WASHINGTON - The U.S. Commission on International Religious Freedom (USCIRF) is deeply concerned about the deteriorating situation for religious freedom in Azerbaijan. On August 12, after only five minutes of deliberation, the Azerbaijani Supreme Court upheld a lower court decision to shut down the Juma mosque. Earlier this summer, the police forcibly expelled the Shia community from the Juma mosque, where it had been worshipping for 12 years. The mosque is led by Imam Ilgar Ibrahimoglu Allahverdiev, a well-known advocate of religious freedom for all religious communities in Azerbaijan who was jailed in late 2003 after participating in demonstrations following the results of the October 2003 presidential elections. He received a five-year suspended sentence in April of this year. The closure of the Juma mosque is part of a pattern over the past few years of tightening government control on Islamic practice and restrictions on the activities of minority religious communities, including Protestant Christians, Jehovah 's Witnesses, and Hare Krishnas.

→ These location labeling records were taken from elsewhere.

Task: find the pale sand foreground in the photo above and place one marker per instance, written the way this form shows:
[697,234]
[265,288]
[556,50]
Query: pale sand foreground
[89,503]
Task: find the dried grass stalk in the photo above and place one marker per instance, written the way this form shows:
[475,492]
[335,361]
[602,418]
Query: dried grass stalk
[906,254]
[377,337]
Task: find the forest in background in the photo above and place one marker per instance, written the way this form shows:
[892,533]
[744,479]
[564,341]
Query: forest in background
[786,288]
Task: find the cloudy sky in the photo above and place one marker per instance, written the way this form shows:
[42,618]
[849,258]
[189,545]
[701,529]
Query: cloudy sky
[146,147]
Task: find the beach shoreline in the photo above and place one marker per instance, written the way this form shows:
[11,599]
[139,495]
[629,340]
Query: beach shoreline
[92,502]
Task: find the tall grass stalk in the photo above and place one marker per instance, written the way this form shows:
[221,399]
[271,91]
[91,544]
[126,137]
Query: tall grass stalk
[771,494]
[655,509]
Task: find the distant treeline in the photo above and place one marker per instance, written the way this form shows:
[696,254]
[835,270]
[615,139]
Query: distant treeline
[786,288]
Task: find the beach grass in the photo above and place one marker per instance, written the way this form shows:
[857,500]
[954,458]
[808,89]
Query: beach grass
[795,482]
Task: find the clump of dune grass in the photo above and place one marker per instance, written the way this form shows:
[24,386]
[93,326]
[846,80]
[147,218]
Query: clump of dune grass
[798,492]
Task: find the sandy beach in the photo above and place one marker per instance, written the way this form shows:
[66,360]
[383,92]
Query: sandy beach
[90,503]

"The Azeri government is clearly moving in the wrong direction with respect to freedom of thought, conscience, and religion or belief in Azerbaijan," said USCIRF Chair Preeta D. Bansal. "Through its policy of tightening state control over religious believers, the government of Azerbaijan is failing to live up to its obligations under international law with regard to freedom of thought, conscience, religion or belief and other human rights. We call on the Azerbaijan government to cease these repressive actions against the Juma mosque community and all religious communities in Azerbaijan. We also urge the U.S. government to raise concerns about increasing religious repression in its dealings with the Azeri government," said Bansal.

In 2001, Azerbaijan's relatively liberal 1992 law on religion was eroded by the establishment of the powerful State Committee for Work with Religious Organizations (State Committee), which oversees the registration of religious organizations. After the State Committee was set up, all religious organizations were required to re-register with the government. However, it has become increasingly difficult for many groups, especially minority religious communities outside Baku, to gain registration. Since 2001, the number of registered religious communities has dropped from 400 to 168. Without registration, a religious community's ability to function is seriously restricted. Non-governmental organizations that defend religious freedom rights, including the International Religious Liberty Association and Religion and Democracy, have also been denied registration and been publicly denounced by the State Committee. Police and local authorities have raided the worship services of several minority religious communities that have decided not to seek registration or have been refused registration. Other groups have been fined for meeting in private homes. In 2002, 22 of the country 's 26 Islamic schools were closed by order of the State Committee.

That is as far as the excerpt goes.